While it may appear to the untrained eye that Breakfast Wednesdays has been napping, nothing could be further from the truth. Nevertheless, you might be forgiven for thinking so given the absence of posts of late. Rather than trying to go back and do individual posts to catch up, we’ll just have a three-in-one to get us back on track.
November was the Folly Bar, down by Monument. December took us back to the dependable sumptuousness of the Hawksmoor. January found us in the newly opened Bad Egg, in CityPoint just round the back of Moorgate. So, how did they fare?

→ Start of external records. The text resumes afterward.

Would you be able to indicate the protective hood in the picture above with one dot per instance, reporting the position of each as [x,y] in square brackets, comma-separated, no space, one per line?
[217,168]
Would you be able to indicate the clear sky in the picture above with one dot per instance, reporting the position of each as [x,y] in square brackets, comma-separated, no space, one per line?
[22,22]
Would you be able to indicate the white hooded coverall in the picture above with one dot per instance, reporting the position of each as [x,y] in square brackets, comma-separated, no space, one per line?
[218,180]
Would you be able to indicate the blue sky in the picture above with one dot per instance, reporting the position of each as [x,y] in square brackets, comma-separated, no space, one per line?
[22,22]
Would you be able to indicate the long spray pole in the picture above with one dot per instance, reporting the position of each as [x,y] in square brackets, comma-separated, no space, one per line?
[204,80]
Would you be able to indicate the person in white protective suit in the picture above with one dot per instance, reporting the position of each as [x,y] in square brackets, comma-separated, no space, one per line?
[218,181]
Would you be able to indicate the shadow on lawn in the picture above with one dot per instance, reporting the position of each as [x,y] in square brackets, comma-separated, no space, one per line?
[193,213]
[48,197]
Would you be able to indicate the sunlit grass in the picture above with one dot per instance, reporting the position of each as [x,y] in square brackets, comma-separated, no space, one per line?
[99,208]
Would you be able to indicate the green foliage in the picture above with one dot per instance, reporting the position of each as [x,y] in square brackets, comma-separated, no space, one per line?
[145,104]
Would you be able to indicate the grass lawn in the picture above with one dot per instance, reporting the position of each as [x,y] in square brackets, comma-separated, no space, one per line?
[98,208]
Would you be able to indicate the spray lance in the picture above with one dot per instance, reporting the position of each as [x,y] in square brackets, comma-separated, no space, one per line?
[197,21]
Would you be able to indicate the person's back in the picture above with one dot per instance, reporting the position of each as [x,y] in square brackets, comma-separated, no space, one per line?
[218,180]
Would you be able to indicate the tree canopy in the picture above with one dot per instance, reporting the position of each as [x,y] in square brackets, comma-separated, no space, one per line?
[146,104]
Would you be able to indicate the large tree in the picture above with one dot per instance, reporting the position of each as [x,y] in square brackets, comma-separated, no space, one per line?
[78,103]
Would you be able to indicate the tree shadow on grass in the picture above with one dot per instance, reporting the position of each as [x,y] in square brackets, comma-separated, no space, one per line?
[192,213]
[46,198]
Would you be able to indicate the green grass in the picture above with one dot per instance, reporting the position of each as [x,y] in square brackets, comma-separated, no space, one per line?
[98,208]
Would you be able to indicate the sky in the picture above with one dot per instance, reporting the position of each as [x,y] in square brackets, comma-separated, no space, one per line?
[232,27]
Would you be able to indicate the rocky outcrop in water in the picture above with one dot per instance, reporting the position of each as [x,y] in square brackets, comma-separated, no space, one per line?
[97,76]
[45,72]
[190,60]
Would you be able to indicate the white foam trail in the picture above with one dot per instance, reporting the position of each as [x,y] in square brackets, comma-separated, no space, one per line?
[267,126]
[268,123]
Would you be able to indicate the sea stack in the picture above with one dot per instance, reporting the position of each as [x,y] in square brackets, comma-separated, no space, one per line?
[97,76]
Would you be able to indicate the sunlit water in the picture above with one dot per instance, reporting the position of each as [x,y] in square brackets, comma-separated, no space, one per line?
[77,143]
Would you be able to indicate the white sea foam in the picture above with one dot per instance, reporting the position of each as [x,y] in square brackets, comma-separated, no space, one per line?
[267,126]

Truth is, November is kinda hard to remember at this distance. Browsing back through the photos reveals an establishment rather at ease with its own sense of swank. However they do at least concede to provide, along with the seemingly obligatory chopping board, a dish to contain the breakfast and prevent the eggs from dispensing their contents down your front (unlike the unfortunate Anthologist). To quibble that said dish is in fact a cast-iron frying pan is merely to split hairs – it does at least go with the equally robust teapot, which looks like it may have been recylced from a Dalek. But hey, the milk comes in a pretend mini milk bottle, so it’s all alright!
Once you’ve accepted the silliness, the food is on the whole decent, although the bacon left a little to be desired. Nevertheless, the eggs were just right, the chop was juicy, the mushrooms flavoursome. Although the sausages did not exactly thrill, they were at least two of them – it is a source of constant amazement to me that the places that serve the more expensive breakfasts can often be the most stingy with their servings. Gratifying that this is not the case here.
What can you say? The Hawksmoor does not disappoint. The only hitch was getting a table – on first attempt to book the site came back with no tables available between 7am and 9:30am. Not much good to me so off I went to check for availability elsewhere. This came back also as a negative but suggested some alternative venues with availability at 8am, including … Hawksmoor. Slightly baffled, I clicked through and lo and behold, a reservation for 8am drops into my inbox. Don’t ask me what witchcraft these booking systems work on, but at least it worked in the end.
Hawksmoor retain their reputation for being one of the vanishingly small number of breakfasting establishments where I will concede to the offer of beans on my plate. In this case, because the pig’s trotter beans really do make a positive contribution to the overall balance of the meal, unlike the usual slop of half-warmed Heinz that most places slap on to obscure the fact that they’ve failed to fill your plate with actual food.
Bad Egg is a curious endeavour. Clearly pitching first and foremost for the lunchtime crowd, which seem to be here in droves, the place was rather deserted at 8am, which is a pity because they do offer an original flavour of breakfast. Unfortunately there are a few niggles – first as I tried and failed to sit down in one of the booths. Although they lend an attractive retro-chic look, the enormous bases of the tables make it practically impossible to actually sit at them with the seating packed in as tightly as it is. And that’s when there was just my own legs to negotiate into the space – I dread to think what getting six people in might entail.
Nevertheless, although the place is not technically open when I arrive a little before 8am I do at least get a seat and a coffee while awaiting co-breakfasters. Disappointingly, the coffee arrives with a little plastic carton of UHT. I mean, I know we’re going for the diner vibe here, but there ought to be some limits. Glady that is where the disappointment ends, because everything else from here on in is bliss. The staff are friendy and conversational, the menu is alluring, the food arrives quickly and the breakfast itself is delicious.
The Huevos Rancheros is a taste explosion in a bowl, with just the right level of kick for a morning pick-me-up. The smooth cool sour cream and guacamole accompanying loads the experience with just the right level of comfort eating feel to accompany the hit of the spicy chorizo and make a truly splendid breakfast. It’s gone before I know it, and I’m wishing that the theory of relativity could be somehow reversed to allow the experience to feel like it lasted longer.
Likewise, the baked breakfast eggs with bacon and black pudding turned out to essentially be three mini breakfast fajitas – each featuring a baked egg on a little tortilla garnished with a mini-black pudding, globs of guacamole, and a sprinkling of shredded bacon. Novel, and sumptuous. As the curate would say, Bad Egg is definitely good in parts – and fortunately those parts are the great majority. I’d definitely go again – if only to discover whether their “fried chicken, peanut butter and jam” bap actually works.